DIHK-Report zeigt: Lücke in der Nachfolge seit 2019 fast verdoppelt
Nachfolge - Senior und junge Frau auf Fabrikgelände

Dass der Generationenwechsel an der Führungsspitze klappt, wird zunehmend zum Glücksfall

© Westend61 / Getty Images

Noch nie wollten in Deutschland so viele Unternehmensinhaberinnen und -inhaber ihr Lebenswerk in andere Hände übergeben oder – falls das nicht gelingt – den Betrieb im Zweifel schließen. Das zeigt der Report Unternehmensnachfolge 2025 der Deutschen Industrie- und Handelskammer (DIHK).

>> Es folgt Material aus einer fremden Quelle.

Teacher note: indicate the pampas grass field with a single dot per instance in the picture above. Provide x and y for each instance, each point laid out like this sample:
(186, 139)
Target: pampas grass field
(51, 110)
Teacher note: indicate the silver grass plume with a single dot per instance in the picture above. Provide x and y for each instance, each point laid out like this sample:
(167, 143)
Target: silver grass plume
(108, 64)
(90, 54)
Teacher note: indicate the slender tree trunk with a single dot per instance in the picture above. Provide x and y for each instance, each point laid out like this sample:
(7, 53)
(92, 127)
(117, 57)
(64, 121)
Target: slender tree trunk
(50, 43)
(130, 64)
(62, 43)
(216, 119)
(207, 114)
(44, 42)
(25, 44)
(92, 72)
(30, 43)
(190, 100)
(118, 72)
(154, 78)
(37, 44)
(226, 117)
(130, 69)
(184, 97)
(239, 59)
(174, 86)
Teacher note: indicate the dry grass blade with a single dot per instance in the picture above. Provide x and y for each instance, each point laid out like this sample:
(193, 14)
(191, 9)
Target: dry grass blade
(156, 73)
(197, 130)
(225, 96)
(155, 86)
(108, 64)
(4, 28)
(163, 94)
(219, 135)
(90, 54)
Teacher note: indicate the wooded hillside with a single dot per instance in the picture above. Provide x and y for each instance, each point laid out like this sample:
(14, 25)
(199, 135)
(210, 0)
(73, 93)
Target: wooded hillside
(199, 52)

Der Erhebung zufolge, die auf mehr als 50.000 persönlichen Kontakten, Beratungs- und Informationsgesprächen der Industrie- und Handelskammern (IHKs) beruht, sind passende Nachfolgerinnen und Nachfolger insgesamt Mangelware: Seit dem Vorkrisenjahr 2019 hat sich die Lücke zwischen Altinhabern und potenziellen Nachfolgern fast verdoppelt. Aktuell besteht sogar die Gefahr, dass mehr als die Hälfte der Nachfolgesuchen erfolglos bleiben. 

Grafik Nachfolgereport 2025 Interessierte

© DIHK

In den Beratungen der IHKs stehen deutschlandweit gut 9.600 fortzuführenden Unternehmen lediglich 4.000 Interessenten gegenüber. Mehr als ein Viertel der betroffenen Unternehmer und Unternehmerinnen denkt bereits an eine komplette Schließung. Hochgerechnet stehen demnach in den nächsten zehn Jahren bis zu 250.000 Betriebe auf der Kippe. 

Wirtschaftliche Basis bricht weg

DIHK-Präsident Peter Adrian

Peter Adrian

© DIHK / Werner Schuering

"Dabei geht es auch um Tausende gesunde, erfolgreiche Unternehmen. Das macht mich besonders betroffen", sagt DIHK-Präsident Peter Adrian anlässlich der Vorstellung des Reports.

 "In Deutschland bricht uns damit immer mehr von unserer wirtschaftlichen Basis weg", warnt er. "Das können wir uns nicht leisten. Wir verlieren dadurch Innovationsimpulse und Wachstumskraft. Wir müssen endlich das Ruder herumreißen, damit Unternehmertum wieder attraktiv wird."   

Im Gastgewerbe und im Handel ist die Lage besonders angespannt. Hier übersteigt das Angebot an Unternehmen die Nachfrage sogar um mehr als das Dreifache, in der Verkehrsbranche sogar um das Vierfache. Aber auch bei den Dienstleistern und in der IT-Branche sind gut doppelt so viele Unternehmen im Angebot, wie sich Interessenten in der IHK-Beratung melden.  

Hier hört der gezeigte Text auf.